3. Die biblische Tradition. Der Schöpfungsbegriff, den diese beiden voneinander abweichenden Darstellungen bezeugen, hat das biblische Denken schon vor der Zeit beherrscht, da er in den gegenwärtig vorliegenden biblischen Berichten Gestalt angenommen hat. Die Propheten berufen sich darauf in ihren Polemiken gegen die Götzen wenn sie gegen diese den Vorwurf erheben, sie seien leblose Gegenstände, die von Menschenhand gemacht und unfähig sind, zu erretten (Jr 10, 1 - 5; Is 40, 19f; 44, 9 - 20), während Jahve der Schöpfer der Welt ist (Am 4, 13; 5, 8f; 9, 5f; Jr 10, 6 - 16; Is 40, 21 - 26). Nach dem Exil trieben die Weisen die theologische Reflexion noch weiter voran. Nicht zufrieden mit der Aussage, Gott habe die Welt mit Weisheit, Einsicht und Wissen geschaffen (Spr 3, 19f; vgl. Ps 104, 24), zeigt der Herausgeber des Buches der Sprüche in der personifizierten Weisheit das erste Werk Gottes auf, das er von Uranfang an gewirkt hat (Spr 8, 22 ff). Sie war als Werkmeisterin dabei, als alles geschaffen wurde (Spr 8, 24 - 30). Sie tummelte sich auf dem Erdenrund, bevor sie ihre Wonne darin fand, bei den Menschenkindern zu sein (Spr 8, 31). Aus dieser Lehre schöpfend, betont der Sirazide seinerseits mit Nachdruck die Erschaffung der Weisheit vor allen anderen Dingen (Sir 1, 9; 24, 9). Ebenso sieht das Buch der Weisheit in ihr die Werkmeisterin des Universums (Weish 8, 6; vgl. 9, 9). Aus einer ganz ähnlichen Gedankenlinie heraus schreiben die Psalmisten die Schöpfung dem personifizierten Worte und Geiste Gottes zu (Ps 33, 6; 104, 30; vgl. Jdt 16, 14). Diese neuen Perspektiven sind sehr bedeutungsvoll, denn sie bereiten auf die Offenbarung des Wortes und des Heiligen Geistes vor. In der griechischen Epoche gelangte man endlich zur klaren Vorstellung von einer aus dem Nichts gewordenen Welt. ,,Schau dir den Himmel und die Erde an, schau dir alles an, was in ihnen ist, und wisse, dass Gott sie aus nichts gemacht hat und dass das Menschengeschlecht auf dieselbe Weise entstanden ist" (2 Makk 7, 28). Doch wird die Theologie von der Schöpfung in dieser Epoche mit der jüdischen Apologetik verknüpft: Angesichts einer heidnischen Welt, für die alles Gott war, nur er selbst nicht, bekennt sich Israel zur Grösse des einzigen Gottes, der durch seine Werke erkennbar ist (Weish 13, 1 - 5).

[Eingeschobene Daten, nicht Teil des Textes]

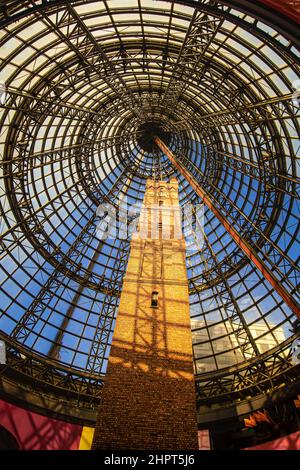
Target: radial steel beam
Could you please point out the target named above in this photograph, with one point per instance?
(72, 30)
(243, 244)
(190, 64)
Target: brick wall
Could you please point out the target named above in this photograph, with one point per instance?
(148, 400)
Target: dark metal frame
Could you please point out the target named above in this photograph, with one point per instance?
(198, 96)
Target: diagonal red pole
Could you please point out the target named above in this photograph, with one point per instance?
(243, 244)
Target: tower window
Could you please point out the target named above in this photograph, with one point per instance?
(154, 299)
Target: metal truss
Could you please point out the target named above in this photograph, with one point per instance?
(271, 254)
(190, 64)
(224, 295)
(73, 31)
(78, 88)
(35, 374)
(104, 328)
(253, 378)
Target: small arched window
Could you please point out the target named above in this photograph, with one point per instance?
(154, 299)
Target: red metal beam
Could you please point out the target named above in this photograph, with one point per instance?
(247, 249)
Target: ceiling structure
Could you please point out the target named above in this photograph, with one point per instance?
(85, 87)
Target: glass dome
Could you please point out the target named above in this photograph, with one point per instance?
(83, 86)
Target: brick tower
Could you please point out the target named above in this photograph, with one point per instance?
(148, 400)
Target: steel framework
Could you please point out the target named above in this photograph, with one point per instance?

III. Die Schöpfung im Plane Gottes

1. Schöpfung und Geschichte. Das Alte Testament interessiert sich für die Schöpfung nicht aus dem Grund, um durch die Lösung des Problems des Werdens die menschliche Neugierde zu befriedigen. Es sieht darin vor allem den Ausgangspunkt des Ratschlusses Gottes und der Heilsgeschichte, die erste jener Grosstaten Gottes, die in der Geschichte Israels ihre Fortsetzung gefunden haben. Schöpferische Allmacht und Lenkung der Geschehnisse der Geschichte stehen miteinander in Wechselbeziehung; als Schöpfer und Herr der Welt kann Jahve Nabuchodonosor (Jr 27, 4 - 7) oder Kyros (Is 45, 12f) zu Vollzugsorganen seiner Pläne hienieden bestellen. Die Ereignisse treten stets nur in Abhängigkeit von ihm ein, er erschafft sie im vollen Sinne dieses Wortes (Is 48, 6f). Dies gilt vor allem für die bedeutenderen Ereignisse, die den Verlauf des Schicksals Israels bestimmt haben: so für die Auserwählung des von ihm erschaffenen und herangebildeten Volkes Gottes (Is 43, 1 - 7), für die Befreiungstat des Auszugs (vgl. Is 43, 16 - 19). Deshalb verbinden die Psalmisten sie in ihren Betrachtungen über die heilige Geschichte auch mit den Wundern der Schöpfung, um ein vollständiges Bild von den Wundern Gottes zu entwerfen (Ps 135, 5 - 12; 136, 4 - 26). Die Einfügung in einen solchen Rahmen entzieht den Schöpfungsakt völlig jenen mythischen Vorstellungen, die ihn im Alten Orient entstellt haben. Deshalb können die heiligen Schriftsteller die Bilder der alten Mythen ohne Bedenken verwenden, um eine poetische Darstellung davon zu schaffen, denn diese hatten ihr Gift bereits verloren. So wird der Schöpfer zum Helden eines gigantischen Kampfes gegen jene Tiere die das Chaos personifizieren, Rahab oder Leviathan. Diese Ungeheuer werden zertreten (Ps 89, 11), durchbohrt (Is 51, 9; Jb 26, 13), zerschmettert (Ps 74, 13). Sie sind nicht endgültig vernichtet, sondern betäubt (Jb 3, 8), angekettet (Jb 7, 12; 9, 13), ins Meer verbannt (Ps 104, 26); die Schöpfung war für Gott sein erster Sieg In der Geschichte findet die Reihe jener Kämpfe ihre Fortsetzung, zu deren Darstellung dieselben Bilder Verwendung finden können: Hat nicht der Auszug einen neuen Sieg über das Ungeheuer des grossen Urmeeres bedeutet? (Is 51, 10). Auf diese Weise werden die historischen Grosstaten Gottes mit Hilfe derselben Symbole immer wieder mit seiner ersten Grosstat in Beziehung gebracht.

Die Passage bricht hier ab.